Skin care does not make a man vain. It can be hygiene, comfort, health, self-respect, or personal style. Makeup can also be used for performance, creativity, photography, gender expression, or daily confidence. None of these choices decide a man's sexuality.
Self-care is wider than products
Self-care can also mean eating, sleeping, washing your clothes, attending medical appointments, taking medicine correctly, resting before burnout, cleaning your space, and maintaining relationships.
Care is not feminine. Neglect is not proof of strength.
A man does not become more respectable by ignoring his skin, body, teeth, mental health, or home.
06
Healthy masculinity does not require control.
Some men are taught that respect comes from being feared, obeyed, sexually successful, or emotionally unreachable. This may create power, but it does not create trust.
Consent
Consent must be freely given. Pressure, guilt, threats, intoxication, fear, silence, marriage, or a past yes do not create automatic consent. A person can change their mind at any time.
Relationships
A partner is not property. Their clothes, friends, phone, work, body, sexuality, and time do not belong to you. Jealousy can be discussed. It should not become surveillance or control.
Women and LGBTQIA+ people
Respect means listening to experiences you may not share. It means not treating women's boundaries as a challenge, not using gay or feminine as insults, not mocking transgender people, and not measuring manhood by distance from anything associated with women.
Other men
Men can build friendships that include more than jokes, work, sports, and drinking. Ask how a friend is doing twice. The first answer may be automatic. The second question may be the one that opens the door.
07
You can keep the parts of masculinity that give life and release the parts that cause harm.
Unlearning does not happen through one speech. It happens through repeated choices.
Practice a wider masculinity
- Name emotions before they become explosions.

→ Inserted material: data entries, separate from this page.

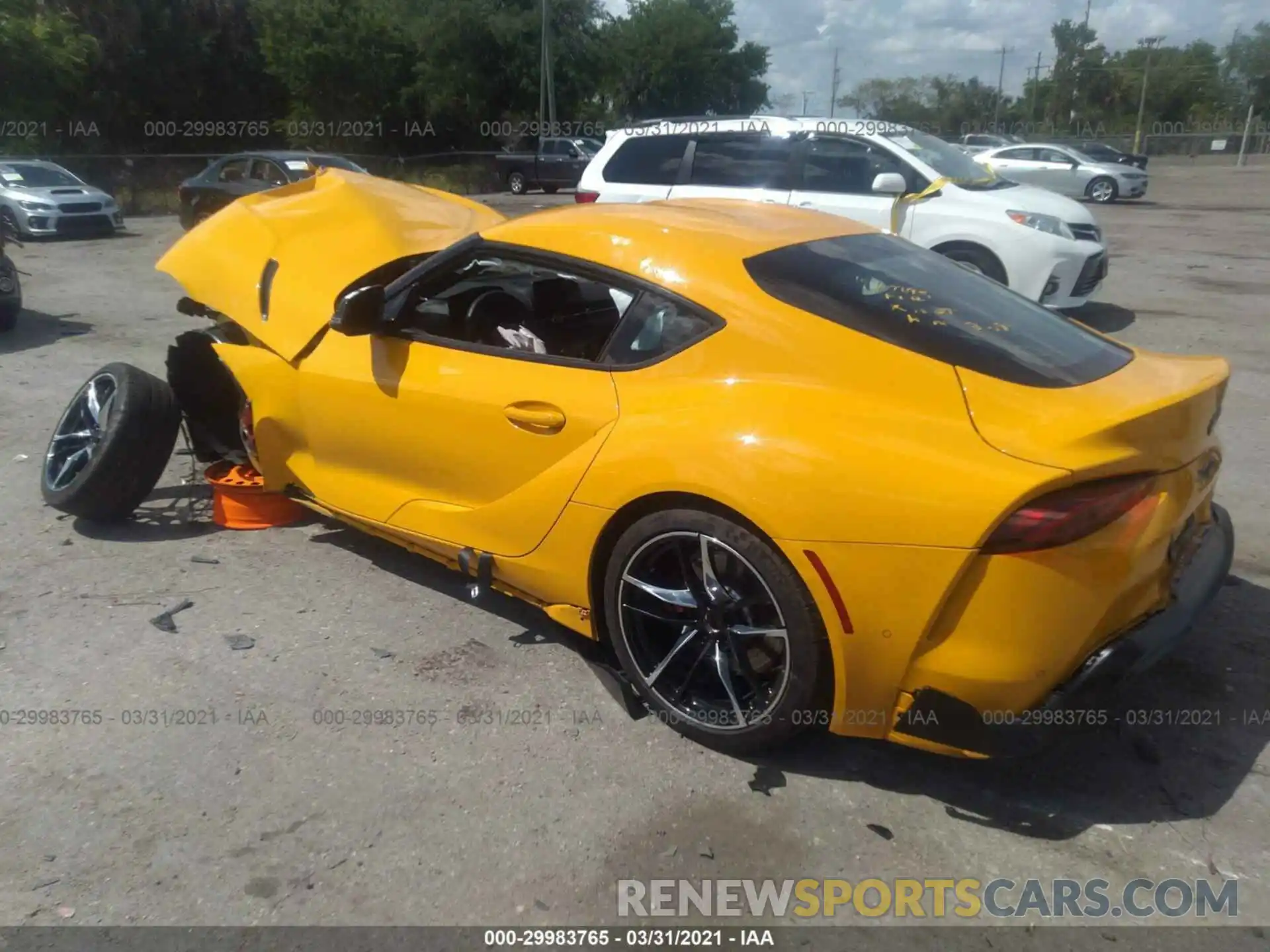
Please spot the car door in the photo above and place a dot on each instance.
(575, 160)
(1058, 172)
(747, 165)
(642, 169)
(435, 430)
(549, 163)
(266, 175)
(835, 175)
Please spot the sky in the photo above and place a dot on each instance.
(889, 38)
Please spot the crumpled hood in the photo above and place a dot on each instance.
(324, 233)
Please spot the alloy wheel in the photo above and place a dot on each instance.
(79, 432)
(704, 631)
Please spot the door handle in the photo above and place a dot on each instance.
(535, 416)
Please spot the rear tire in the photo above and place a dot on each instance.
(757, 592)
(111, 446)
(1103, 190)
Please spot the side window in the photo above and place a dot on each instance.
(647, 160)
(743, 160)
(849, 167)
(654, 327)
(509, 305)
(233, 171)
(265, 171)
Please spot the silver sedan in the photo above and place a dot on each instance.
(1064, 171)
(44, 198)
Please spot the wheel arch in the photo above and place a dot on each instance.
(963, 245)
(632, 512)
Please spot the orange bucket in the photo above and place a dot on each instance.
(239, 499)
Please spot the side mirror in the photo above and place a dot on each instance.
(890, 183)
(360, 311)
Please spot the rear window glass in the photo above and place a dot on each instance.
(742, 161)
(647, 160)
(919, 300)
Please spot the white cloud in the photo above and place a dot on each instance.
(912, 37)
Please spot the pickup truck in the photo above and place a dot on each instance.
(558, 163)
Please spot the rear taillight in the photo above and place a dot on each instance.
(1068, 514)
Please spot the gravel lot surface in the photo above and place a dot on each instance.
(270, 818)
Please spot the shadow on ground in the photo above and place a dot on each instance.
(1201, 720)
(1104, 317)
(38, 329)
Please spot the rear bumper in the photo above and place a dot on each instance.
(1083, 701)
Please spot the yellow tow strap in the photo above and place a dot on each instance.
(926, 193)
(912, 198)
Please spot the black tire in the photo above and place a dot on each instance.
(132, 447)
(978, 259)
(808, 662)
(1103, 196)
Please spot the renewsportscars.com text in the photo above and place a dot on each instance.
(930, 898)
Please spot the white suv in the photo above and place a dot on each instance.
(1040, 244)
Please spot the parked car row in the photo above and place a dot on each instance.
(1034, 240)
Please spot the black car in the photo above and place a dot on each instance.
(244, 173)
(1103, 153)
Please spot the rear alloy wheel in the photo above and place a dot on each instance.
(1103, 190)
(111, 444)
(715, 630)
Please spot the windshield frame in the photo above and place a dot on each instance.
(48, 168)
(952, 159)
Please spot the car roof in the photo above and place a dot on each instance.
(676, 243)
(284, 154)
(698, 125)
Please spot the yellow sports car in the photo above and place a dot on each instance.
(792, 471)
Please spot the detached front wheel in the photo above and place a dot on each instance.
(111, 444)
(716, 631)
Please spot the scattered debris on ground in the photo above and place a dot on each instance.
(164, 619)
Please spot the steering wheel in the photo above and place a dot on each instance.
(491, 311)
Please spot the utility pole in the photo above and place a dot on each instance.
(833, 87)
(546, 84)
(1032, 111)
(1150, 44)
(1001, 78)
(1248, 127)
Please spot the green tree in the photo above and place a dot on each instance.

- Apologize without adding excuses.
- Ask for help earlier.
- Care for your body.
- Respect consent the first time.
- Let other men be different from you.
- Stop using femininity and queerness as insults.
- Protect people without controlling them.
- Make room for tenderness, beauty, play, and grief.
You may lose approval from people who only respected the mask. You may also gain something better: relationships where you are known instead of only relied on.
For fathers, brothers, teachers, coaches, and leaders
Boys notice what you permit. Let them cry. Teach them to clean, cook, apologize, ask, listen, and care. Praise kindness and honesty, not only toughness and winning.
Changing harmful ideas does not erase masculinity. It gives men more ways to live.